The technique uses full-resolution photographs that contain instructions that are hidden from view but become obvious when resampling algorithms are used to reduce the image quality.
Developed by Trail of Bits researchers Kikimora Morozova and Suha Sabi Hussain, the attack builds upon a theory given in a 2020 USENIX presentation by a German institution (TU Braunschweig) studying the feasibility of an image-scaling attack in machine learning.
AI systems automatically downscale user-uploaded photographs to a lesser quality for cost and performance reasons.
The image resampling techniques may use nearest neighbor, bilinear, or bicubic interpolation to lighten an image, depending on the system.
If the source is specially designed for this purpose, all of these techniques generate aliasing artifacts that enable hidden patterns to appear on the downscaled image.
In the Trail of Bits example, when a malicious image is processed using bicubic downscaling, certain dark regions of the image glow red, revealing hidden text in black.
This text is automatically combined with the valid input by the AI model, which reads it as part of the user's instructions.
Nothing appears strange to the user, but in reality, the model carried out covert commands that would have resulted in data leaking or other dangerous activities.

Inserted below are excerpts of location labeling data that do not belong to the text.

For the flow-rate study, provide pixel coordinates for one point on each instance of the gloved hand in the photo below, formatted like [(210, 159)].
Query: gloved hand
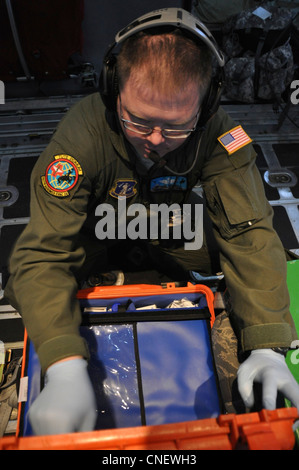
[(67, 402), (270, 369)]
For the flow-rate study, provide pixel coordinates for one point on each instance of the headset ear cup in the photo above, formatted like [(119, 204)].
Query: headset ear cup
[(108, 83)]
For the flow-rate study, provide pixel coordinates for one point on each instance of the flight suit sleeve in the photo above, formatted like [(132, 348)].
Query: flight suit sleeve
[(46, 257), (251, 254)]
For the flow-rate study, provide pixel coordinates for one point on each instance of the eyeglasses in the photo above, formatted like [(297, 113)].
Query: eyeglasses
[(147, 130)]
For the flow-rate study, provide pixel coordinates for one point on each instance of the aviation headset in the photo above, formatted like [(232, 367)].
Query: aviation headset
[(164, 18)]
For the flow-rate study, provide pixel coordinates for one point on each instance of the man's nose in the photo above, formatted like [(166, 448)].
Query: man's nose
[(156, 137)]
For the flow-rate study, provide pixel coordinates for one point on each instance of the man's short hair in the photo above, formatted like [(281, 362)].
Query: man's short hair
[(167, 61)]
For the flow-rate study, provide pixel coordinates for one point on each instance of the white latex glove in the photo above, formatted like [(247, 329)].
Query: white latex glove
[(270, 369), (67, 402)]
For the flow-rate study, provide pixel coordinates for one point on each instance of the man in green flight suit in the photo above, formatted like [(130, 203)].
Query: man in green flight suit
[(157, 118)]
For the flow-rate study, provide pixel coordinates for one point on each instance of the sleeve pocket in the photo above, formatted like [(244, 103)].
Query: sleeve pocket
[(233, 203)]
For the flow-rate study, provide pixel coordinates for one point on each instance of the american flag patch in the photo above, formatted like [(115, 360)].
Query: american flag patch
[(234, 139)]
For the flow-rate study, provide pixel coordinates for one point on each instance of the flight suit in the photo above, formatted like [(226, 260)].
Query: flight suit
[(88, 163)]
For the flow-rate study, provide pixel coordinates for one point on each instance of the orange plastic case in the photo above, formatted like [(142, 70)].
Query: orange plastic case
[(265, 430)]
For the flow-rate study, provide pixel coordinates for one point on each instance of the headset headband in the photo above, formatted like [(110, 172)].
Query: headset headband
[(165, 17), (176, 17)]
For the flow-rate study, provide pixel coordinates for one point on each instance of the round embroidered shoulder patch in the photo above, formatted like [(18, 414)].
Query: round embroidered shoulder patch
[(61, 175)]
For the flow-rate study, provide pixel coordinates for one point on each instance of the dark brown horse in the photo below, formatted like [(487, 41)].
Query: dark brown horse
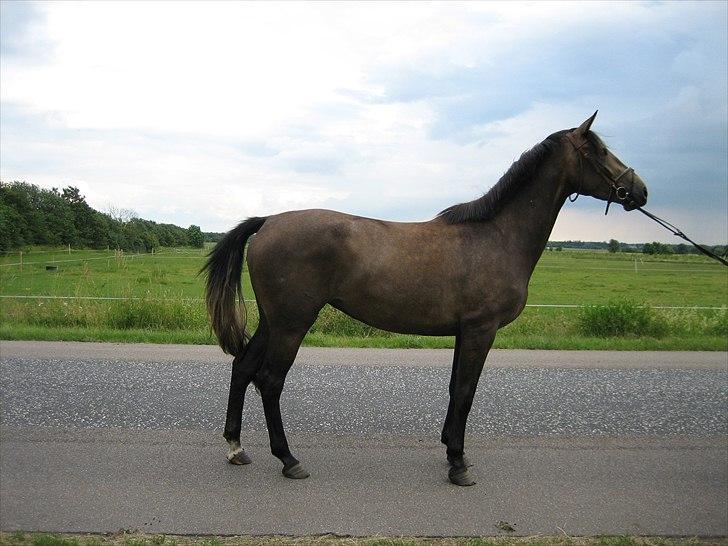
[(463, 274)]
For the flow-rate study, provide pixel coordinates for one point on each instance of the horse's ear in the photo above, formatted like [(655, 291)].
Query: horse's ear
[(584, 127)]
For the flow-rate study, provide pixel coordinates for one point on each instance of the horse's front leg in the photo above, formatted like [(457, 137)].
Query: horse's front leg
[(472, 348)]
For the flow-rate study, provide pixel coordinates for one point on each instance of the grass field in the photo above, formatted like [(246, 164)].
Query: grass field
[(158, 298), (20, 538)]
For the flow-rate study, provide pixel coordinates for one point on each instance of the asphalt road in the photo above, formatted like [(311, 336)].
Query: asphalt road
[(102, 437)]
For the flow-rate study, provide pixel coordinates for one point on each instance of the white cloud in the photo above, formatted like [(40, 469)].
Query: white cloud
[(209, 112)]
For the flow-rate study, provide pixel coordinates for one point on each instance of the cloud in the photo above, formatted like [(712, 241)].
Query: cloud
[(205, 114)]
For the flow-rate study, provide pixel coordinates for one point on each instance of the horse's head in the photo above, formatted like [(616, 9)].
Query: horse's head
[(600, 173)]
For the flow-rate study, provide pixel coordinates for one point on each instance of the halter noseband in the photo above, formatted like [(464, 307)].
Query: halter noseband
[(615, 190)]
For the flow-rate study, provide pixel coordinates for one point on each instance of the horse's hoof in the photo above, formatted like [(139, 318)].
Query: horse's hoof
[(459, 475), (238, 456), (296, 472), (464, 461)]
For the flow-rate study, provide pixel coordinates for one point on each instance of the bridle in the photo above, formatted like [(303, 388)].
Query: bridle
[(621, 193)]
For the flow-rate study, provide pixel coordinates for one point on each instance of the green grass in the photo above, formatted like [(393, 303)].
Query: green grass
[(166, 304), (142, 539)]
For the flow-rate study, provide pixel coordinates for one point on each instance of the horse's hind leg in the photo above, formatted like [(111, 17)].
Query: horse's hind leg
[(245, 366), (280, 354)]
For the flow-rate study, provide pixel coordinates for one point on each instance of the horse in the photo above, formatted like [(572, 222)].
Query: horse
[(464, 273)]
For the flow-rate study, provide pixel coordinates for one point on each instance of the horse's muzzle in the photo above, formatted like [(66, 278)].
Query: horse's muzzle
[(637, 197)]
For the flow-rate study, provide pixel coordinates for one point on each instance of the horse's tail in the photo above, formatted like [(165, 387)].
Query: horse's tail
[(224, 292)]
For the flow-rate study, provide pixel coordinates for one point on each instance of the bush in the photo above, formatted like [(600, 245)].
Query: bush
[(622, 318)]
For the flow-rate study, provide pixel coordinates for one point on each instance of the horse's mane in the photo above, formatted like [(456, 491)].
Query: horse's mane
[(520, 173)]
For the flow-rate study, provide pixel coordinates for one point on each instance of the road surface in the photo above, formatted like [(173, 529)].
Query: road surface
[(103, 437)]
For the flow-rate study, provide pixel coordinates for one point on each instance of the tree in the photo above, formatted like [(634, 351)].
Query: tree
[(194, 237)]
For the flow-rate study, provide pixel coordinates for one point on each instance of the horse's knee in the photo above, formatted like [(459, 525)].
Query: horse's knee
[(268, 384)]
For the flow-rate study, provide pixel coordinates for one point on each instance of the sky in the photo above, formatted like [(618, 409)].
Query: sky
[(207, 113)]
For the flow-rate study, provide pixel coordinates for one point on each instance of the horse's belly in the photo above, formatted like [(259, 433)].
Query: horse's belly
[(400, 315)]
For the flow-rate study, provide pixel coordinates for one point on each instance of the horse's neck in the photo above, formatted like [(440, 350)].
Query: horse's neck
[(530, 216)]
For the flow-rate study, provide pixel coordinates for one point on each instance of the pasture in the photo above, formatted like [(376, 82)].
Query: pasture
[(100, 295)]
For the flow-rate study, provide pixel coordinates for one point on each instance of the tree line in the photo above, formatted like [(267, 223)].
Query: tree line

In a Gemini CLI example, the researchers used Zapier MCP with 'trust=True' to authorize tool calls without user consent, and they were able to exfiltrate Google Calendar data to an arbitrary email address.
The attack vector may go well beyond the tested tools because it is so pervasive. Additionally, the researchers developed and released Anamorpher (now in beta), an open-source program that can produce images for each of the aforementioned downscaling techniques, to illustrate their findings.
When users upload an image, Trail of Bits researchers advise AI systems to impose dimension constraints as a mitigation and protection measure. They recommend giving consumers a preview of the output sent to the large language model (LLM) if downscaling is required.
Additionally, they contend that sensitive tool calls should only be made with clear user confirmation, particularly when text is discovered in a picture.
According to the researchers, "the strongest defense, however, is to implement secure design patterns and systematic defenses that mitigate impactful prompt injection beyond multi-modal prompt injection," citing a June paper on design patterns for creating LLMs that are resistant to prompt injection attacks.